Intervenção urgente proposta ao Governo
A Assembleia da República aprovou uma recomendação que exige ao Governo a adoção de medidas imediatas para o estudo, a conservação e a valorização da Anta Grande do Zambujeiro, monumento megalítico situado no concelho de Évora e considerado a maior anta da Península Ibérica. O texto, publicado no Diário da República, resulta da consensualização de projetos de resolução apresentados por três partidos e foi aprovado em plenário, com abstenção do PSD e CDS‑PP.
O parlamento solicita que o Governo promova, com caráter de urgência, o financiamento e a implementação de um plano integrado destinado à salvaguarda e promoção do monumento e da respetiva mamoa. Esse plano deve garantir os meios humanos, técnicos e financeiros necessários e assenta em quatro eixos prioritários.
"promova, com caráter de urgência, o financiamento e a implementação de um plano integrado para a salvaguarda, valorização e promoção"

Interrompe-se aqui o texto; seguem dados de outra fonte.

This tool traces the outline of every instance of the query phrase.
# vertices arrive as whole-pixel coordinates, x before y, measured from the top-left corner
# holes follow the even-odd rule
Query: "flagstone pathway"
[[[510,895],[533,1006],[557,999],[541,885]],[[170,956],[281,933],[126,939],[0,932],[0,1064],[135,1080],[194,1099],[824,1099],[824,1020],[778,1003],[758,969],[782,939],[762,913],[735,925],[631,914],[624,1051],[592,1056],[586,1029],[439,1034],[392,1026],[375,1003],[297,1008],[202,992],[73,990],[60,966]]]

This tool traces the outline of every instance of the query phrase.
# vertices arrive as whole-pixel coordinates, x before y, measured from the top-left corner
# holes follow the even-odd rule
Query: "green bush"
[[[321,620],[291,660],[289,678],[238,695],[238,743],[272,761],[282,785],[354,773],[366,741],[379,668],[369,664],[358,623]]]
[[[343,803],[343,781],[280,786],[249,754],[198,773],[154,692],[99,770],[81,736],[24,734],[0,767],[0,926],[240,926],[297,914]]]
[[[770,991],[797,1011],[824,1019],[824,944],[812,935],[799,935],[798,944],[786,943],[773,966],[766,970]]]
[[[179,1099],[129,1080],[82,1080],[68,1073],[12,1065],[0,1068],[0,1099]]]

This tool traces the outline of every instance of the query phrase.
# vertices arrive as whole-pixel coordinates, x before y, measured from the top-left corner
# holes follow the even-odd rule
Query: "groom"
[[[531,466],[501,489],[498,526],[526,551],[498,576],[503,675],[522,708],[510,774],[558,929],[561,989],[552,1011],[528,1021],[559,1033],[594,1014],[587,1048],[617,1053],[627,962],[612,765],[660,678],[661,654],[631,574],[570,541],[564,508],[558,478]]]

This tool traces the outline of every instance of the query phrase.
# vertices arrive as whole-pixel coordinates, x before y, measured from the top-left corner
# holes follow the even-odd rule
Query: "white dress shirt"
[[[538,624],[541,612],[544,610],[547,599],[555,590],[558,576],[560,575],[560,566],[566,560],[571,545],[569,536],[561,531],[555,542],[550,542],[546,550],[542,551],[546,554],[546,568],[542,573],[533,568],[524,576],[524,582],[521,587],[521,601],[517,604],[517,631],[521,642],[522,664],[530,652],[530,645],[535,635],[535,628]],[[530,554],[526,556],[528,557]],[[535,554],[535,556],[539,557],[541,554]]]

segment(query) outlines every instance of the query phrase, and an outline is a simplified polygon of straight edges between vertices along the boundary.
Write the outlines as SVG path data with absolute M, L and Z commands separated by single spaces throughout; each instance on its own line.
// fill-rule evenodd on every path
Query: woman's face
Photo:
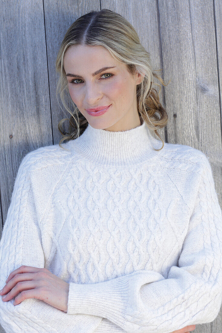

- realização de um levantamento técnico exaustivo e atualizado do estado de conservação;
- elaboração e execução de medidas de consolidação estrutural e controlo da erosão;
- revisão do quadro legal de proteção e gestão do sítio;
- valorização e fruição pública do espaço, incluindo estudos e acondicionamento do espólio arqueológico.
O documento recomenda que o levantamento técnico inclua a avaliação da estabilidade estrutural dos esteios, da câmara funerária e do corredor de acesso, com trabalhos articulados com o Laboratório Nacional de Engenharia Civil (LNEC), o Laboratório de Arqueociências (LARC) e, preferencialmente, em parceria com a Universidade de Évora. Com base nesse diagnóstico, o Parlamento pede a elaboração e a execução, no prazo de seis meses, de um plano integrado e faseado que inclua intervenções de consolidação, mitigação do risco de colapso e controlo da erosão da mamoa.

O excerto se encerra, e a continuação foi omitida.